As the night went on and the snowman fiasco continued to be contemplated. Did all the food we used not stick in place? Soon it dawned on us that someone had eaten the snowman’s features. While we were letting Bogie roam around the backyard, he was eating away at our work. How he got high enough on the snowman to eat away parts of his face, the world will never know. Bogie was skillful in his act from a couple angles. The snowman was built just outside the door, but we didn’t hear anything during his execution of the plan. He knew it wasn’t something he should be doing, because he waited until no one was watching. And Bogie didn’t disturb the structure of our snowman at all. There was no way of understanding how he was able to reach the face of our creation. You would think Bogie would have to place his paws on the snowman to reach, if he did that, it was done perfectly in an effort to avoid being caught. One of the funniest things he has done without anyone looking. It happened over ten years ago and we still laugh about it today.

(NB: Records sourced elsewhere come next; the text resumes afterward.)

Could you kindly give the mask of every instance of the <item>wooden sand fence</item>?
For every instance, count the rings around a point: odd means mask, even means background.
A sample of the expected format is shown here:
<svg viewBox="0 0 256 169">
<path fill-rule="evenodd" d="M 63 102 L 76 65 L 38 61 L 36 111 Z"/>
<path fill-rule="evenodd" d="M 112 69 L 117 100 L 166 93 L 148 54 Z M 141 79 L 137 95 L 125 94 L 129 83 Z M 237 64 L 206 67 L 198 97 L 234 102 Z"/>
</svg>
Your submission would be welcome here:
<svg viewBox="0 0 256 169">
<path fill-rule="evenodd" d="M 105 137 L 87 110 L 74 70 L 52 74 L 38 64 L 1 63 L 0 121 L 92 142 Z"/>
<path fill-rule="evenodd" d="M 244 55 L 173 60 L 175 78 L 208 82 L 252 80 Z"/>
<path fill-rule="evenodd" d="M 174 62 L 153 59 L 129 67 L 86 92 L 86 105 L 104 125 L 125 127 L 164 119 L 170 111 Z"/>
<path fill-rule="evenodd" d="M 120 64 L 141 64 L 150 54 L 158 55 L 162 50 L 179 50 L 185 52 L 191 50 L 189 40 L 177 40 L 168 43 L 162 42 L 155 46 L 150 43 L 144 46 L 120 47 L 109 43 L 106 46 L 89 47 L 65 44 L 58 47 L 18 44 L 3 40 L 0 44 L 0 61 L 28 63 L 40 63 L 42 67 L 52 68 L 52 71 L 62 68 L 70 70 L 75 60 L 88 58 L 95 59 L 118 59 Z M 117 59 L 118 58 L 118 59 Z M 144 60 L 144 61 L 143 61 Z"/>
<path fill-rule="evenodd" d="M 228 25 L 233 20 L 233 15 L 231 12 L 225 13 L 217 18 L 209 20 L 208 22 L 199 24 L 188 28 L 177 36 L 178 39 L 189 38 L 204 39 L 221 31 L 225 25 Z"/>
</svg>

The positive memories with Bogie continue to grow. But, there have also been challenges surrounding my interaction with him. Often times life has tests associated with positivity. Cerebral palsy often provides tests with everything that surrounds life. For Bogie and me, barking has often caused distance between us two. CP causes my muscles to battle rigidity, so any loud noise becomes startling. The unexpected noise of barking can at times make my body feel rattled. It’s an uncomfortable reaction that has brought about apprehension around dogs. Those moments also bring about frustration with myself. There is no doubt Bogie does not intend to cause insecurity in me while barking. For any dog, it’s one of the only tools they have when sensing danger, whether that danger is real or fictitious. Barking is the only true alert system at their disposal. Still, the positivity of Bogie far out ways the apprehension of his bark.

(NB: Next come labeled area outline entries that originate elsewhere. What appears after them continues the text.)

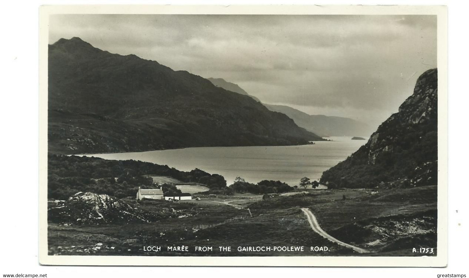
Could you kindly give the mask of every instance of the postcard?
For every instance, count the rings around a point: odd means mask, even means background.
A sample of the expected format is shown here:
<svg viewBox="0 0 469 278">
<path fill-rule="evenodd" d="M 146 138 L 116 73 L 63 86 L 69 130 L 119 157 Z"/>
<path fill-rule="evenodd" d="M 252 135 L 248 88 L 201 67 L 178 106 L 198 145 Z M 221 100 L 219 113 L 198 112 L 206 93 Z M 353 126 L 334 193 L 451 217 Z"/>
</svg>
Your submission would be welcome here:
<svg viewBox="0 0 469 278">
<path fill-rule="evenodd" d="M 446 7 L 40 13 L 41 264 L 446 265 Z"/>
</svg>

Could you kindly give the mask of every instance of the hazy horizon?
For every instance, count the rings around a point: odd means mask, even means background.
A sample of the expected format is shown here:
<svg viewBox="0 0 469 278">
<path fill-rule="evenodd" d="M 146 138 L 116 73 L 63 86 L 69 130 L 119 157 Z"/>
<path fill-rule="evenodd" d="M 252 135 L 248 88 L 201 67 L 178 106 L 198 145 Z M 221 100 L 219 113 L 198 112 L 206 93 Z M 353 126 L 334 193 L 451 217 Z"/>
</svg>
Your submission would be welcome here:
<svg viewBox="0 0 469 278">
<path fill-rule="evenodd" d="M 433 15 L 58 15 L 78 37 L 174 70 L 235 83 L 263 102 L 378 125 L 437 67 Z"/>
</svg>

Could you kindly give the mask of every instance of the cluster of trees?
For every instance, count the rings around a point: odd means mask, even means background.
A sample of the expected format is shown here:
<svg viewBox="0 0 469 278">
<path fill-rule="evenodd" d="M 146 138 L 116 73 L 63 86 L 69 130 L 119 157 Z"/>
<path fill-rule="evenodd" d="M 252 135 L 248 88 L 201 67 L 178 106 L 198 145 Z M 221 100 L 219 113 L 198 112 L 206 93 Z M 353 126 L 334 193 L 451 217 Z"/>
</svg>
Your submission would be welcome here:
<svg viewBox="0 0 469 278">
<path fill-rule="evenodd" d="M 177 187 L 174 184 L 167 184 L 164 183 L 161 185 L 161 190 L 165 195 L 172 195 L 182 193 L 180 189 L 178 189 Z"/>
<path fill-rule="evenodd" d="M 49 154 L 48 159 L 47 193 L 50 198 L 66 199 L 78 192 L 87 191 L 119 198 L 134 196 L 139 186 L 155 188 L 152 179 L 144 176 L 147 175 L 199 183 L 209 188 L 223 188 L 227 185 L 221 176 L 211 175 L 197 168 L 183 172 L 166 165 L 134 160 L 106 160 L 53 154 Z M 175 190 L 177 192 L 178 190 Z"/>
<path fill-rule="evenodd" d="M 293 187 L 280 181 L 265 180 L 255 184 L 248 183 L 240 177 L 236 177 L 234 182 L 229 187 L 233 191 L 237 193 L 250 193 L 255 194 L 281 193 L 294 190 Z"/>
<path fill-rule="evenodd" d="M 304 177 L 301 178 L 300 180 L 300 186 L 306 189 L 308 186 L 311 186 L 312 188 L 316 188 L 318 187 L 319 185 L 319 183 L 318 182 L 318 181 L 311 181 L 311 180 L 309 177 Z"/>
</svg>

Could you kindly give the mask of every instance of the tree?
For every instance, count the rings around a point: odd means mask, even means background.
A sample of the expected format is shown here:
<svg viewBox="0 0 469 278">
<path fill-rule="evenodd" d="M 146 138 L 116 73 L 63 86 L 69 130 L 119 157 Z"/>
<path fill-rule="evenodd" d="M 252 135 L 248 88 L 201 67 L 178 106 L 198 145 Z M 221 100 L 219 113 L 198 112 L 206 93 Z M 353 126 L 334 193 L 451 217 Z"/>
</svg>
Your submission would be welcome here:
<svg viewBox="0 0 469 278">
<path fill-rule="evenodd" d="M 300 186 L 304 187 L 305 189 L 308 187 L 308 185 L 310 184 L 311 182 L 310 178 L 304 177 L 303 178 L 302 178 L 300 180 Z"/>
<path fill-rule="evenodd" d="M 246 181 L 245 181 L 244 179 L 242 178 L 242 177 L 237 176 L 237 177 L 236 177 L 236 178 L 234 179 L 234 182 L 236 183 L 236 182 L 241 182 L 242 183 L 245 183 Z"/>
</svg>

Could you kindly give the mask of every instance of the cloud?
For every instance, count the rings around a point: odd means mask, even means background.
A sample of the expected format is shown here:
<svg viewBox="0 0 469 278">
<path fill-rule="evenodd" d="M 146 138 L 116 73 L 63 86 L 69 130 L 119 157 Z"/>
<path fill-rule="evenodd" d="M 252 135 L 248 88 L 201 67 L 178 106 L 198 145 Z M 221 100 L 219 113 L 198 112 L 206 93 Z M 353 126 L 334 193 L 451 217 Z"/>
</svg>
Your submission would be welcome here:
<svg viewBox="0 0 469 278">
<path fill-rule="evenodd" d="M 362 120 L 396 111 L 437 66 L 432 15 L 61 15 L 50 26 L 50 43 L 79 37 L 223 78 L 265 103 Z"/>
</svg>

There isn’t any way of knowing how much longer we have with Bogie. The moments he has spent touching lives are endless. Dogs are said to provide calm, along with helping people through challenges. Bogie has fit that description during his life, while remaining loyal and protective. Today he continues to act as the shadow for our mom, following her around her home. No matter what mom might be doing, Bogie remains at her side. He did the same in Bellingham years ago and on the beach this week. Even as his body fails him, Bogie’s mind remains focused on being there for others. He has helped me smile through my journey with cerebral palsy and challenged my capabilities with CP. Who knows how many funny stories he has left to share? If there aren’t any more in his ailing body, we’ll always giggle over the many he has already left. We’ve been truly blessed to have Bogie in our lives for fourteen years.